Venue du Portugal, Helena se dit toujours étonnée par le poids des non-dits dans la société française. Après les attentats, elle raconte avoir assisté à un grand raout avec la sous-préfète sur la politique dans les quartiers. « Cela parlait de contrats de ville, etc., mais pas un moment le mot "religion" n’est sorti. C’est absurde ! Et cela montre à quel point il y a toujours un malaise. Moi je n’ai pas ce problème, je préfère nommer un chat un chat », lance-t-elle.

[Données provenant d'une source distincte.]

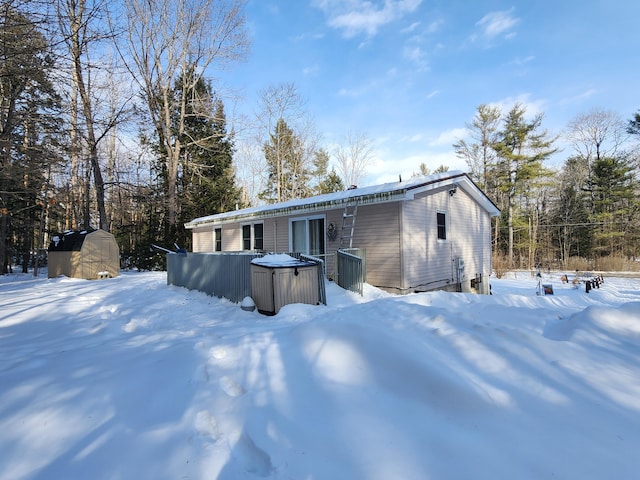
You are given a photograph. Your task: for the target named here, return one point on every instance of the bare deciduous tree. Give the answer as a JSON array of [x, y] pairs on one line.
[[596, 134], [173, 40], [354, 155]]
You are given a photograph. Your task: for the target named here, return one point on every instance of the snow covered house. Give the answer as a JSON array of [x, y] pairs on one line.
[[427, 233]]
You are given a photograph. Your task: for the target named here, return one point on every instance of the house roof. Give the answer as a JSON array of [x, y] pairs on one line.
[[388, 192]]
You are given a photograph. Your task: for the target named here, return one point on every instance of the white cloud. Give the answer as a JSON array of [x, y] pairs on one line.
[[448, 137], [532, 107], [417, 56], [581, 97], [495, 24], [311, 71], [355, 17]]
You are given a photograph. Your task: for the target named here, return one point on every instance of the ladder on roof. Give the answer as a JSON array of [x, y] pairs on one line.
[[348, 223]]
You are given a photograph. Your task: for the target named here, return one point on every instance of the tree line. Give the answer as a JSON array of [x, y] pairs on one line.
[[110, 118], [584, 213]]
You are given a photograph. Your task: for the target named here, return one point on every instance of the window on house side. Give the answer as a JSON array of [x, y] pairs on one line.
[[258, 236], [218, 239], [442, 225], [246, 237], [253, 236]]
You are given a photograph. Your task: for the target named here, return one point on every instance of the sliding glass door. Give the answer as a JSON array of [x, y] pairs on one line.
[[307, 235]]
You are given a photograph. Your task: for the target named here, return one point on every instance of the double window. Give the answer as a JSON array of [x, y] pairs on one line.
[[253, 236], [307, 235]]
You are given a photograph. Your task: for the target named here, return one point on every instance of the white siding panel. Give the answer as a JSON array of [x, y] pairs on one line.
[[378, 231]]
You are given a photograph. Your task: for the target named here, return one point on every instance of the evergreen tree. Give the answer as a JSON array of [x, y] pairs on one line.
[[328, 182], [570, 227], [207, 183], [29, 139], [288, 174], [521, 150], [615, 204]]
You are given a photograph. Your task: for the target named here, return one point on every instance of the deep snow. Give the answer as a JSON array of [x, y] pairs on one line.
[[129, 378]]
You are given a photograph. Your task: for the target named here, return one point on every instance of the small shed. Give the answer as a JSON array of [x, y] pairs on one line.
[[88, 254]]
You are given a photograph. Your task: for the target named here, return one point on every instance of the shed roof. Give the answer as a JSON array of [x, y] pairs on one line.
[[387, 192]]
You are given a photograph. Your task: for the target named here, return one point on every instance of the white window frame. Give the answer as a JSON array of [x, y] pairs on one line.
[[252, 238], [446, 226], [306, 219], [215, 240]]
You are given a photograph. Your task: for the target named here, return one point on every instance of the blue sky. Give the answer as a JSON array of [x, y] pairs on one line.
[[411, 73]]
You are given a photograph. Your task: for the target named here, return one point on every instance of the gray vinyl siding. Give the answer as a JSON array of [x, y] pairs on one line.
[[378, 231], [430, 263], [203, 239]]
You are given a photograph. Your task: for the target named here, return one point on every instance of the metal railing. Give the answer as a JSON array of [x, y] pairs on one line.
[[226, 274], [351, 269]]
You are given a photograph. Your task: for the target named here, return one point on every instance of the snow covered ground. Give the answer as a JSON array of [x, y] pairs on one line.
[[129, 378]]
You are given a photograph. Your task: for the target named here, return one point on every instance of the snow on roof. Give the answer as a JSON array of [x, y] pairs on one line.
[[372, 194]]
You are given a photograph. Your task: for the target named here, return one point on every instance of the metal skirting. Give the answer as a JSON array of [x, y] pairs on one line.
[[227, 274], [351, 269]]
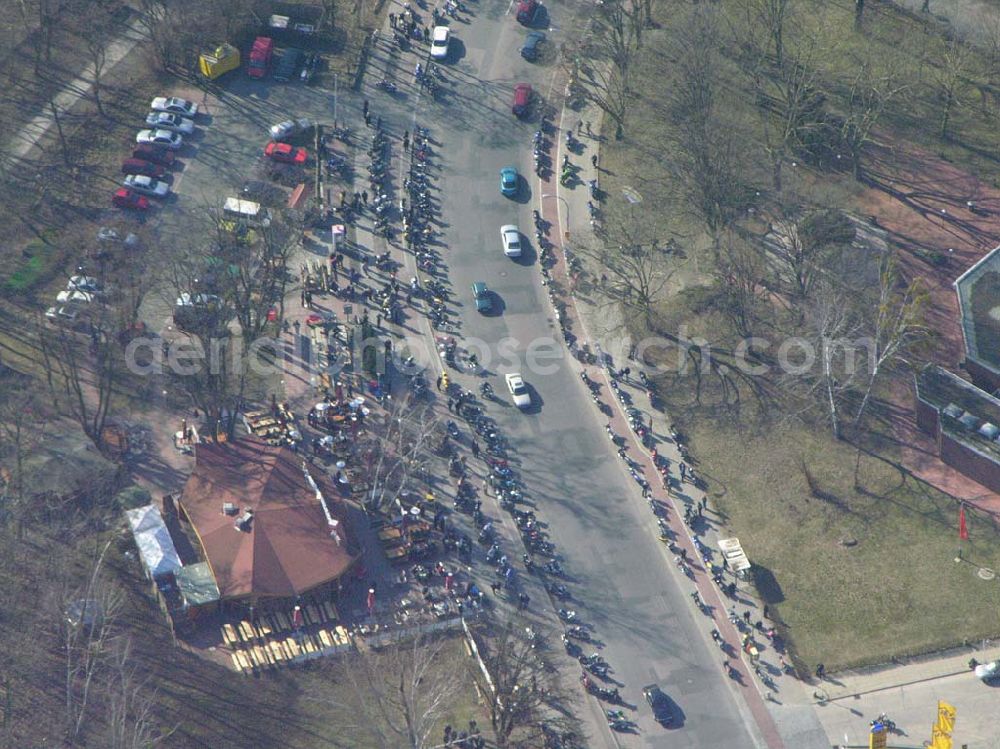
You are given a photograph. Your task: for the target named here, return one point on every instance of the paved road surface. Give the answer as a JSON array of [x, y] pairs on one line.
[[620, 578]]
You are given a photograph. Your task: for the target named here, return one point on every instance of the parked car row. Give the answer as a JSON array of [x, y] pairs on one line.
[[169, 120], [80, 293]]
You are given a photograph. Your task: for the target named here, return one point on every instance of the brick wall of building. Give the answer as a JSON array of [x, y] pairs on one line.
[[969, 462], [982, 377]]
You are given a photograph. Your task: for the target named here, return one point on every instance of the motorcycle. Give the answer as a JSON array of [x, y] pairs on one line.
[[572, 649]]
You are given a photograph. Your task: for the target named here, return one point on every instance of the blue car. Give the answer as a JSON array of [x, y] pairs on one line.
[[508, 181]]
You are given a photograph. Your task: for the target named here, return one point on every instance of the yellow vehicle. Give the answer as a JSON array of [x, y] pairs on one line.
[[221, 60]]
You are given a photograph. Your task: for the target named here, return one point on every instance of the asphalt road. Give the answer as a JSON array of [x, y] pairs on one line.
[[623, 584]]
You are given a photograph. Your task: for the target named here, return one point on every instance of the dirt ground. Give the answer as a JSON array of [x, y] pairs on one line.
[[921, 201]]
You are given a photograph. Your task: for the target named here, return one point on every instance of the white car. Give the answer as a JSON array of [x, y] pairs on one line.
[[290, 128], [187, 299], [146, 185], [174, 105], [172, 122], [518, 390], [85, 283], [74, 297], [988, 671], [170, 140], [439, 42], [511, 238]]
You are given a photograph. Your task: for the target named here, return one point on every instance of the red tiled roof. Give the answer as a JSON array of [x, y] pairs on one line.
[[288, 549]]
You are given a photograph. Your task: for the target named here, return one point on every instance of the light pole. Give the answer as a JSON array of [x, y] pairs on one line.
[[565, 204]]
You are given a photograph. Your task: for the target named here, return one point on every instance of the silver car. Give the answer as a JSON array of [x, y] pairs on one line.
[[167, 121], [144, 185], [160, 137]]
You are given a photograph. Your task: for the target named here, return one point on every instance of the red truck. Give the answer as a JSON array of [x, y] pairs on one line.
[[260, 56]]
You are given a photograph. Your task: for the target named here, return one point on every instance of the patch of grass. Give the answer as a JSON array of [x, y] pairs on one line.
[[857, 574], [41, 261]]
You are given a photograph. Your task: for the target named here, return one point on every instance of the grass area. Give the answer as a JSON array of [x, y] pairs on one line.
[[894, 591], [858, 576]]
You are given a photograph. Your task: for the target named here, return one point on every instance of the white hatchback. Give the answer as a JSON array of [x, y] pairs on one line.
[[440, 38], [518, 390], [511, 239]]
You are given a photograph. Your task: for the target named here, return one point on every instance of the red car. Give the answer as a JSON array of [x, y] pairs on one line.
[[125, 198], [526, 10], [141, 166], [149, 152], [286, 153]]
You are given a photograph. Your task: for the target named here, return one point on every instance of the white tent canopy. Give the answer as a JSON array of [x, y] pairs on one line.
[[156, 548]]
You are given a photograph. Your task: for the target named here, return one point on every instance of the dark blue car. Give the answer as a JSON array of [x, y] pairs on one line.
[[532, 43]]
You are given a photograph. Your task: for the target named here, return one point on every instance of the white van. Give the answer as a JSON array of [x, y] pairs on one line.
[[246, 210]]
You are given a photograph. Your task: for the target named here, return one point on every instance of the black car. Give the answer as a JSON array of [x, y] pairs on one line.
[[532, 43], [309, 67], [662, 709]]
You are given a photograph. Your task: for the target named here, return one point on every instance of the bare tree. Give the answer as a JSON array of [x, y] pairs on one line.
[[130, 702], [406, 691], [949, 76], [23, 416], [634, 262], [87, 639], [398, 449], [898, 328], [522, 692], [84, 384], [875, 85], [604, 59]]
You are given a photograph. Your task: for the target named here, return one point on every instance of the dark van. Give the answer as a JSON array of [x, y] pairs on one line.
[[522, 100]]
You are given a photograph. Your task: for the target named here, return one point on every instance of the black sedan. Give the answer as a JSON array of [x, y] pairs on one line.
[[661, 704]]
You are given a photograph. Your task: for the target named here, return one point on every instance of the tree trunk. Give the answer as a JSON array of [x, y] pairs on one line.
[[949, 101]]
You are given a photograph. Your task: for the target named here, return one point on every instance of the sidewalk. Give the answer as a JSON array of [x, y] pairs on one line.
[[850, 684], [605, 330]]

Ici, à l’abri du quartier, les discussions sont effectivement franches et animées. « Hier, on a eu une longue discussion sur les caricatures du Prophète. Elles condamnaient toutes l’entêtement de Charlie Hebdo. Je leur ai dit : "Moi franchement si vous pensez que votre prophète, il a une tête de bite, c’est vraiment que vous avez un problème !" Certaines étaient choquées, d’autres ont rigolé. L’une m’a même répondu : "Tu as raison Helena, les vrais religieux pensent comme toi !" », dit, tout sourire, cette athée revendiquée.
L’affluence dans les cours de soutien scolaire – l’Alco suit 176 enfants du quartier – témoigne de l’inquiétude de ces familles vis-à-vis de l’école, même si l’ambition scolaire est parfois limitée. « L’autre jour, on s’est un peu bagarré avec une mère. Sa fille de 14 ans réussit très bien au collège mais la mère n’a aucune ambition pour elle, elle dit qu’elle a déjà un cousin qui l’attend au bled pour se marier. Je lui ai dit : "Mais ta fille, elle peut être ministre !" » Najat Vallaud-Belkacem, l’actuelle ministre de l’éducation nationale, aurait bénéficié ici-même de cours de soutien scolaire lorsqu’elle habitait le quartier. Ici, la chose paraît tellement irréelle, que chacun prend ça pour une boutade.
BOITE NOIREAprès un premier accord de principe, l'inspection a refusé de nous laisser interroger les directeurs d'école et les enseignants sur le thème jugé « trop sensible » de la laïcité. Nous avons donc décidé de changer les prénoms ou de faire témoigner anonymement les enseignants.